Plaintiffs and their lawyers must invest something in the process—not just get a free ride, he said. Plaintiffs have to do so much less in an MDL than they would if they were bringing the case individually.
Bayer Corp. general counsel Malini Moorthy said 30 to 40 percent of claimants in drug cases are zeroed out at the end of a settlement because they never had a valid claim. Judges should be able to eliminate those claims from the beginning, she said.
Most agreed that plaintiffs should be required to show that they were prescribed the drug in question and give some evidence that it injured them.
Even plaintiffs’ attorney Seeger agreed. He said his firm will require MDL plaintiffs to provide this evidence from the start of all MDLs they are involved in going forward.
MDLs follow a quasi-class action process, but without the protections provided by Federal Rule of Civil Procedure 23, which governs class actions, Moorthy said.
“There’s the sense that the federal rules are suspended for defendants in MDLs,” she said. “The consistency provided by the federal rules is lost in multidistrict litigation.”

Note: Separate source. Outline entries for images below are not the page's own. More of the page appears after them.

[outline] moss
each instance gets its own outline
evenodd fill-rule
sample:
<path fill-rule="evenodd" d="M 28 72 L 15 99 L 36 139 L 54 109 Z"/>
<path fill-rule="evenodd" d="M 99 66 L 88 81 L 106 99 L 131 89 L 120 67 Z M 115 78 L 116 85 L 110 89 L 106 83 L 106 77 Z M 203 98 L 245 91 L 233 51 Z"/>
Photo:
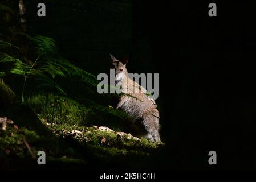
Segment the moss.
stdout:
<path fill-rule="evenodd" d="M 9 104 L 16 102 L 15 94 L 11 88 L 0 79 L 0 103 Z"/>

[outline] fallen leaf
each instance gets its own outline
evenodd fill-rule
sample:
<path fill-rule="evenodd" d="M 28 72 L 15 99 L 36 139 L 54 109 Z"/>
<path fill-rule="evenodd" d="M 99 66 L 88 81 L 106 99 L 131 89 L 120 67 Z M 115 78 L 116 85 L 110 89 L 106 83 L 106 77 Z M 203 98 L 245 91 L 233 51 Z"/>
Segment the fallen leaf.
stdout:
<path fill-rule="evenodd" d="M 101 144 L 104 144 L 105 142 L 107 141 L 106 138 L 105 138 L 105 136 L 102 136 L 102 139 L 101 139 Z"/>

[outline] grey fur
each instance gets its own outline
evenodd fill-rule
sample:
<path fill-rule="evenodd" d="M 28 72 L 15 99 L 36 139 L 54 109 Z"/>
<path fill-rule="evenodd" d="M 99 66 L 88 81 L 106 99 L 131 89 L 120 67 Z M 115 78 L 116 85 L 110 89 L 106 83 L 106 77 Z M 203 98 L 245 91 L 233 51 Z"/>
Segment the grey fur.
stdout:
<path fill-rule="evenodd" d="M 146 131 L 141 135 L 151 141 L 160 142 L 159 135 L 159 112 L 154 100 L 149 98 L 147 90 L 137 82 L 129 78 L 126 69 L 127 60 L 119 61 L 111 55 L 115 71 L 115 82 L 121 86 L 121 92 L 125 94 L 120 97 L 117 109 L 120 107 L 133 119 L 133 123 L 141 122 Z M 135 93 L 134 88 L 139 88 L 140 93 Z"/>

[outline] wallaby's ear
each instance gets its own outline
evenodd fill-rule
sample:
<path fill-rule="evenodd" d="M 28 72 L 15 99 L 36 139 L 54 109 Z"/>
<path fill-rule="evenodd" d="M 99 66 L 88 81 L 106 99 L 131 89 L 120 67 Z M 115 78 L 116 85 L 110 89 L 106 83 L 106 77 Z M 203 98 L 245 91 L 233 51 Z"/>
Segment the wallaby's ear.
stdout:
<path fill-rule="evenodd" d="M 129 59 L 129 57 L 128 56 L 126 56 L 125 57 L 124 57 L 124 59 L 123 59 L 121 61 L 121 62 L 123 63 L 123 64 L 125 66 L 126 64 L 128 62 L 128 60 Z"/>
<path fill-rule="evenodd" d="M 115 57 L 114 56 L 113 56 L 112 54 L 110 54 L 110 57 L 111 57 L 112 63 L 119 61 L 118 60 L 116 57 Z"/>

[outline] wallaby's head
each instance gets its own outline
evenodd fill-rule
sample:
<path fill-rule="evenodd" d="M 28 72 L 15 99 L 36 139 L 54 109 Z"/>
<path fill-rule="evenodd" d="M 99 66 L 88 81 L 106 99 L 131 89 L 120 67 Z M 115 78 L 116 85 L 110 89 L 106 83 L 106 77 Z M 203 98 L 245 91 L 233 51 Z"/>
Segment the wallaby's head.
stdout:
<path fill-rule="evenodd" d="M 116 82 L 123 81 L 128 77 L 126 64 L 128 62 L 128 57 L 121 60 L 117 60 L 112 55 L 110 55 L 112 59 L 112 64 L 115 68 L 115 80 Z"/>

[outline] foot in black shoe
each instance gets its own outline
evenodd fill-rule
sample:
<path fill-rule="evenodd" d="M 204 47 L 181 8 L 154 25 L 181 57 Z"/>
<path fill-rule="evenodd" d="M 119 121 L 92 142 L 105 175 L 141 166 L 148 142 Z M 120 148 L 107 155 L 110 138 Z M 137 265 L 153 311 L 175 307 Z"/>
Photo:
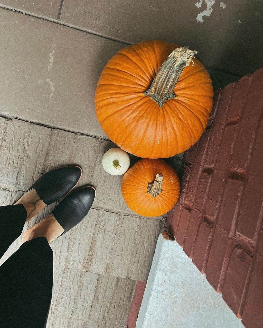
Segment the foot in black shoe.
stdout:
<path fill-rule="evenodd" d="M 26 222 L 47 205 L 68 194 L 82 175 L 79 166 L 65 166 L 50 171 L 42 175 L 13 205 L 22 204 L 27 210 Z"/>
<path fill-rule="evenodd" d="M 49 242 L 77 225 L 87 215 L 96 195 L 92 187 L 83 187 L 71 193 L 52 213 L 26 231 L 22 242 L 37 237 L 45 237 Z"/>

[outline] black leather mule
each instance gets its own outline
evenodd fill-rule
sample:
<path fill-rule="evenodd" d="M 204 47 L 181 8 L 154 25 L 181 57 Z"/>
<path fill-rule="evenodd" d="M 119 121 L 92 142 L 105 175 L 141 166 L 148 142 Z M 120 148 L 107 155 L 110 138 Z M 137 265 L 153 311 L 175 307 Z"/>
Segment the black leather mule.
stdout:
<path fill-rule="evenodd" d="M 76 165 L 64 166 L 50 171 L 41 176 L 13 204 L 26 193 L 34 189 L 41 200 L 49 205 L 70 192 L 78 182 L 82 174 L 81 169 Z"/>
<path fill-rule="evenodd" d="M 93 187 L 83 187 L 71 193 L 56 206 L 52 214 L 64 229 L 60 236 L 77 225 L 85 217 L 96 195 L 96 191 Z"/>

Pratt suggested having the federal rules committee draft changes to the FRCP to give judges more guidance on MDLs.
Duke Law professor Francis McGovern said writing these rules should be the province of the Judicial Panel on Multidistrict Litigation, which decides whether and where to consolidate cases.
“They are the people who really understand the problems,” he said.
Rule changes floated by the attorneys included allowing interlocutory appeals of significant rulings, parallel to Rule 23(f); bifurcating the judges’ roles so that one judge handles discovery and another handles settlement; and ensuring defendants don’t bear a disproportionate discovery burden.
But Robreno argued that codifying MDL practice would freeze it in time. “MDLs are a common source of litigation innovation and a rule could curtail judges’ creative solutions,” he said.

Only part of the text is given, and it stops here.